DistOS 2018F 2018-11-05

Readings

Chang et al., "BigTable: A Distributed Storage System for Structured Data" (OSDI 2006)
Corbett et al., "Spanner: Google’s Globally-Distributed Database" (OSDI 2012)

Notes

Lecture Notes:

Lecture:

Why did they build big table: Other apps other than a web crawler wanted to use the GFS….BigTable, wanted it to be fast, lots of data … multidimensional sorted map (not a database)

The Ad people said that BigTable was dumb b/c they wanted to do queries to generate business reports….so they now have business reports. Every technology bears the fingerprints of the initial use cases….unix has it all over the place...weirdness everywhere.

Here: what is Google determines the technology stack. How much code is at Google, source code repository is in the billions of lines of code….what they have done? Not only complex apps, the entire infrastructure for distributed OS, services and everything built internally mostly from scratch. Pioneers, they now have the legacy code problems. …. Opensource might have something better but they are locked in. At the forefront of building stuff at web internet scale….built it and know how to do it. Now less competitive advantage b/c lots of orgs know how to build things similar, yet better.

What’s big table built on-top of? GFS and Chubby. Why not build from scratch? Chubby is specialized, what it does, it does well. One thing to note: when look at papers, the Google techs fit together….building on top of other technologies. Advantages in the amount of code required to write.

Data structure, the SSTable, the crawler stores stuff in SSTables and then this was built on top to query the SSTable rather specialized tools. How to make database-like. Versioning the SSTables and then adding index semantics and localities (a mapping). Request stuff, how to index and find stuff.

Spanner was built on top of Colossus instead of GFS….key problem with GFS, batch-oriented...random access is not well optimized. Why Colossus? Don’t know. The systems being discussed are large systems, why this course is not a coding course. Big systems. What that means, papers published about big systems, things were glossed over. Don’t talk about everything, have to leave a lot out. Paper is saying how to solve the problem. How to implement SQL transactions on a global scale. How to implement an entire system, they don’t go through that.

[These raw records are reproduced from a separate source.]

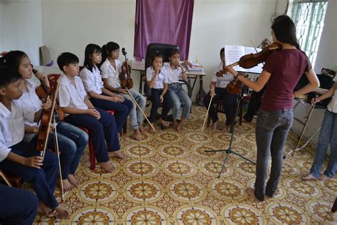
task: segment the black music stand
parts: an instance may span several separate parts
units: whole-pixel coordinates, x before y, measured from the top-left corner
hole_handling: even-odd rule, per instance
[[[227,159],[228,158],[228,155],[231,153],[234,154],[235,155],[237,155],[238,157],[244,159],[246,161],[248,161],[250,163],[252,163],[253,164],[256,164],[256,163],[252,162],[252,160],[248,159],[247,158],[246,158],[243,155],[232,150],[232,141],[233,141],[233,139],[234,139],[234,132],[235,132],[236,120],[237,120],[237,115],[239,114],[240,104],[241,103],[241,101],[242,100],[242,99],[243,99],[243,92],[242,92],[242,88],[241,88],[241,89],[240,90],[240,93],[239,93],[239,96],[237,97],[237,99],[236,100],[236,112],[235,112],[235,117],[234,117],[234,125],[233,125],[233,127],[232,127],[232,135],[230,136],[230,146],[228,147],[228,149],[219,150],[205,150],[205,152],[226,152],[226,155],[225,157],[225,160],[223,163],[223,166],[221,167],[221,169],[219,172],[219,176],[218,177],[218,178],[220,178],[220,177],[221,176],[221,174],[223,173],[223,169],[225,167],[225,164],[226,164]],[[212,103],[210,103],[210,104],[212,104]]]

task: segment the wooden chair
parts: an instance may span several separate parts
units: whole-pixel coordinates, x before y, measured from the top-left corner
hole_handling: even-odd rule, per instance
[[[115,113],[114,110],[107,110],[107,112],[112,115],[114,115]],[[95,147],[94,144],[92,142],[92,140],[91,138],[90,132],[87,128],[82,127],[79,127],[79,128],[85,131],[89,136],[89,140],[87,142],[89,148],[89,159],[90,161],[90,169],[93,171],[95,170],[95,167],[96,167],[96,157],[95,156]],[[127,133],[127,122],[125,122],[123,127],[123,132],[124,134]]]

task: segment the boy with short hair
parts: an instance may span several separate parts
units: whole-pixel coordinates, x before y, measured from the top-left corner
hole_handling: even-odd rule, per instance
[[[107,152],[112,152],[119,158],[125,157],[120,150],[116,121],[114,115],[95,108],[87,98],[83,83],[77,76],[78,61],[78,58],[71,53],[63,53],[58,58],[58,67],[63,72],[58,91],[60,107],[65,112],[65,122],[90,130],[98,163],[106,172],[113,172],[115,168],[109,160]]]
[[[18,175],[30,183],[40,201],[39,208],[47,216],[58,214],[65,219],[69,211],[54,197],[58,178],[58,158],[46,151],[44,159],[36,150],[36,142],[23,142],[23,119],[37,122],[41,110],[23,114],[18,100],[22,95],[21,76],[15,70],[0,68],[0,169]],[[46,104],[45,108],[50,107]],[[41,169],[43,168],[43,169]]]

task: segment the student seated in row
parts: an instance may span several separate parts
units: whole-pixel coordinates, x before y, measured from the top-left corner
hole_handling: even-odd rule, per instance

Memtable (5.3): what is it? A log-structured file system. Writes, don’t overwrite things that have written directly. 5 versions of a file, which versions are the current one, the rest are old. Whatever is in memory, will dump again etc. but with a log structure, what you do is maintain new new new new new and then clean up the old stuff. Have a compaction thing. Take current stuff, put it at the end and the cleanup...this is an important pattern to see with of systems.

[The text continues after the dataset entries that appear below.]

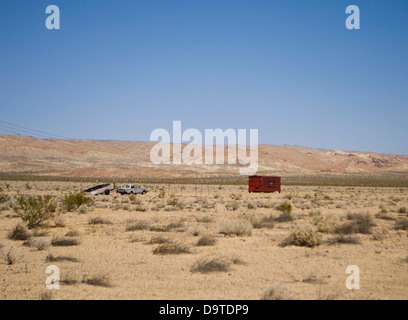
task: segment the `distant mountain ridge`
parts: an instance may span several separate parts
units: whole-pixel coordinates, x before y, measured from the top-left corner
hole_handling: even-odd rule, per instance
[[[156,144],[150,141],[38,139],[5,134],[0,135],[0,172],[66,177],[239,174],[239,165],[154,165],[150,150]],[[290,145],[258,146],[260,174],[314,175],[322,172],[405,175],[408,174],[408,156]]]

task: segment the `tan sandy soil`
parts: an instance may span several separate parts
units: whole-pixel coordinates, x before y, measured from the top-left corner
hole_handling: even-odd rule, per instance
[[[34,236],[26,243],[8,239],[21,222],[11,208],[18,195],[48,194],[61,201],[85,187],[89,185],[0,182],[0,194],[10,196],[0,204],[0,299],[252,300],[267,289],[280,290],[286,299],[408,299],[408,232],[394,229],[398,219],[408,218],[407,188],[284,186],[281,194],[249,194],[244,186],[151,185],[151,192],[136,199],[116,193],[94,197],[94,204],[82,213],[62,212],[29,230]],[[279,217],[276,207],[283,202],[292,205],[293,221],[274,221],[272,228],[257,224],[265,217]],[[383,215],[377,215],[381,210]],[[349,213],[368,213],[375,223],[372,232],[350,235],[360,244],[329,244],[338,236],[333,228],[350,222]],[[320,245],[280,246],[294,226],[313,224],[316,216],[333,227],[317,233]],[[95,217],[110,224],[89,224]],[[236,219],[251,222],[250,234],[220,233],[223,224]],[[146,222],[145,230],[126,230],[138,221]],[[166,231],[170,223],[175,227]],[[74,236],[66,237],[69,231],[75,231]],[[196,246],[203,235],[212,235],[215,244]],[[53,246],[56,236],[79,244]],[[187,246],[189,253],[154,254],[159,244],[147,242],[157,236]],[[41,242],[46,247],[39,250],[35,244]],[[46,261],[50,254],[78,261]],[[229,269],[192,272],[203,257],[227,259]],[[65,280],[58,290],[45,286],[49,265],[56,265]],[[346,288],[349,265],[360,270],[359,290]],[[86,282],[92,278],[109,286]]]

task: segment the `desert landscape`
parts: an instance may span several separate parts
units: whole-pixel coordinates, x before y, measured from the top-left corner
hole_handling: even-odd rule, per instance
[[[144,196],[78,196],[89,186],[0,182],[1,299],[408,298],[406,187],[151,184]],[[38,224],[19,201],[30,196],[47,208]],[[50,265],[58,290],[45,285]],[[349,265],[359,289],[346,288]]]

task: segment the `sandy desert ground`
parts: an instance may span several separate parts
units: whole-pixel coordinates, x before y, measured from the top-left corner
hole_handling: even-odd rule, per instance
[[[150,185],[63,208],[89,186],[0,182],[0,299],[408,299],[408,188]],[[21,195],[57,209],[13,240]]]

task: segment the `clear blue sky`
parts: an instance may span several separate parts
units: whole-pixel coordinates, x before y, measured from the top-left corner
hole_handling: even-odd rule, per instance
[[[148,141],[181,120],[408,154],[408,1],[2,0],[0,111],[67,138]]]

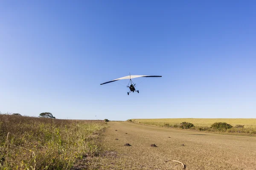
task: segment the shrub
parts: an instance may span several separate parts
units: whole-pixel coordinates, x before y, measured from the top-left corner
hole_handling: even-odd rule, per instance
[[[163,126],[163,127],[165,128],[170,128],[170,126],[170,126],[170,125],[168,124],[168,123],[166,123]]]
[[[20,113],[13,113],[12,115],[16,116],[21,116],[21,115]]]
[[[180,128],[180,126],[178,125],[175,124],[173,125],[173,128]]]
[[[52,114],[49,112],[41,113],[40,114],[39,114],[39,117],[44,117],[46,118],[55,119],[55,117],[52,115]]]
[[[214,123],[211,126],[211,128],[217,129],[220,131],[223,130],[224,129],[227,130],[227,129],[230,129],[233,126],[230,125],[225,122]]]
[[[210,128],[207,127],[200,127],[198,128],[198,130],[200,131],[209,131]]]
[[[236,125],[236,128],[244,128],[244,125]]]
[[[191,123],[186,122],[183,122],[180,123],[180,128],[182,129],[189,129],[194,127],[194,125]]]

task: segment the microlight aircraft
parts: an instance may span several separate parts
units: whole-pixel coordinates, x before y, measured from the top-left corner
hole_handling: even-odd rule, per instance
[[[139,78],[139,77],[162,77],[162,76],[146,76],[146,75],[131,75],[130,74],[129,76],[125,76],[124,77],[119,78],[118,79],[115,79],[113,80],[110,81],[109,82],[105,82],[102,84],[101,84],[101,85],[104,85],[107,83],[109,83],[110,82],[115,82],[116,81],[120,80],[122,79],[130,79],[129,81],[129,82],[128,83],[128,85],[126,86],[128,88],[129,88],[130,89],[130,91],[127,92],[127,94],[129,95],[131,92],[134,93],[134,91],[137,92],[139,93],[139,91],[135,89],[135,85],[134,82],[131,80],[131,79],[134,79],[135,78]],[[131,85],[130,83],[131,83]]]

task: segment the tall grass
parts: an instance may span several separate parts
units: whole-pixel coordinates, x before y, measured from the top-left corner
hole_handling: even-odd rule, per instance
[[[100,151],[104,123],[0,114],[0,168],[69,169]]]
[[[195,126],[191,128],[191,130],[217,133],[256,136],[256,119],[134,119],[132,121],[136,123],[167,128],[180,128],[180,123],[186,122],[194,125]],[[218,122],[226,122],[231,124],[233,127],[230,129],[218,130],[210,128],[212,125]]]

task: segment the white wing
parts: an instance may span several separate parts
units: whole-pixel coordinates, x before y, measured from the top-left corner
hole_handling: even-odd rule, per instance
[[[119,80],[120,79],[134,79],[134,78],[138,77],[160,77],[162,76],[146,76],[146,75],[131,75],[131,76],[125,76],[124,77],[119,78],[118,79],[115,79],[113,80],[110,81],[109,82],[105,82],[101,84],[101,85],[104,85],[104,84],[107,84],[111,82],[113,82]]]

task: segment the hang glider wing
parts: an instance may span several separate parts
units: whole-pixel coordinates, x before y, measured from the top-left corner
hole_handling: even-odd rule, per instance
[[[131,76],[125,76],[124,77],[119,78],[118,79],[115,79],[113,80],[110,81],[109,82],[105,82],[101,84],[101,85],[104,85],[104,84],[107,84],[111,82],[115,82],[116,81],[119,80],[121,79],[134,79],[134,78],[138,78],[138,77],[160,77],[162,76],[145,76],[145,75],[132,75]]]

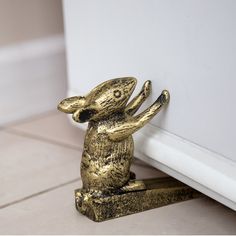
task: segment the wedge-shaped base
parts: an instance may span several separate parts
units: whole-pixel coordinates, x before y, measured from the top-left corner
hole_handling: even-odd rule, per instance
[[[75,190],[76,208],[90,219],[100,222],[120,216],[199,197],[201,193],[168,178],[133,180],[123,189],[109,194]]]

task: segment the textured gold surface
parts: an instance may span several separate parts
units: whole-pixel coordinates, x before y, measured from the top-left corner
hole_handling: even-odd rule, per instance
[[[76,192],[76,201],[80,212],[97,221],[162,204],[155,203],[156,193],[160,195],[159,190],[146,189],[143,181],[132,180],[135,178],[135,174],[130,173],[134,152],[132,134],[147,124],[169,102],[170,95],[167,90],[163,90],[149,108],[135,115],[151,92],[151,81],[146,81],[140,93],[127,104],[136,83],[133,77],[109,80],[95,87],[86,96],[66,98],[58,105],[60,111],[72,114],[74,121],[89,122],[81,161],[83,188]],[[122,207],[124,200],[127,207],[132,205],[130,209],[133,210],[125,211],[125,207]],[[93,208],[91,211],[87,210],[87,203],[89,208]],[[140,208],[141,203],[145,207]],[[117,204],[119,213],[113,209]],[[97,214],[97,211],[103,209],[101,205],[113,213],[109,217],[102,213],[98,217],[91,217],[90,212]],[[95,208],[100,210],[96,211]]]
[[[146,189],[120,191],[102,196],[90,194],[84,189],[75,190],[76,208],[91,220],[100,222],[193,199],[201,195],[171,177],[143,180],[142,182],[146,185]]]

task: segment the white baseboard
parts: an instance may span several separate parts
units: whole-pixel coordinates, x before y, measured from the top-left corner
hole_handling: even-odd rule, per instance
[[[73,95],[75,91],[68,92]],[[236,210],[234,161],[150,124],[135,133],[134,139],[135,157]]]
[[[66,96],[63,35],[0,48],[0,125],[55,109]]]

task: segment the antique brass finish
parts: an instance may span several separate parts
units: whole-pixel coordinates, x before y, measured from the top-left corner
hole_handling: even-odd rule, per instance
[[[87,96],[64,99],[58,109],[76,122],[89,122],[81,161],[83,188],[75,191],[76,208],[94,221],[124,216],[198,195],[172,178],[135,180],[130,172],[134,143],[132,134],[167,105],[163,90],[145,111],[134,115],[151,92],[146,81],[140,93],[127,102],[137,80],[133,77],[106,81]]]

How does a normal file system work? Have blocks Hard drives (mechanical): sequential read and writes are fast. While random, moving head between tracks is a slow operation. Density increases, faster at the same rpm speed.

How to speed up? Keep in ram and then periodically write to disk. Good for performance until you have a problem like a system loses power. Big risk, might lose some data but what if you corrupt the data structure. Corrupted, lose all the data on disk. FSCK on windows, chkdisk, all they do, go through and see if it is a clean file system. If in a dirty state, walking the file system and ensure consistency...checking metadata blocks. The times on modern drives is enormous if have to check the whole drive. RAID arrays, lots of time, can’t do this, this is bad.

So idea of the journaled FS. Set aside a portion of the disk where you do all your writes first….written sequentially….to do it fast. Now committed, if lose power, all you have to do is replay the journal. Great system when workload is dominated by reads. But if you have a lot of writes, this is bad b/c have doubled the writes. What is the solution? Eliminate everything except the journal. Just write records one after the other. Block number might be on disk 50 times, b/c have written multiple versions but then, you go back and later reclaim it.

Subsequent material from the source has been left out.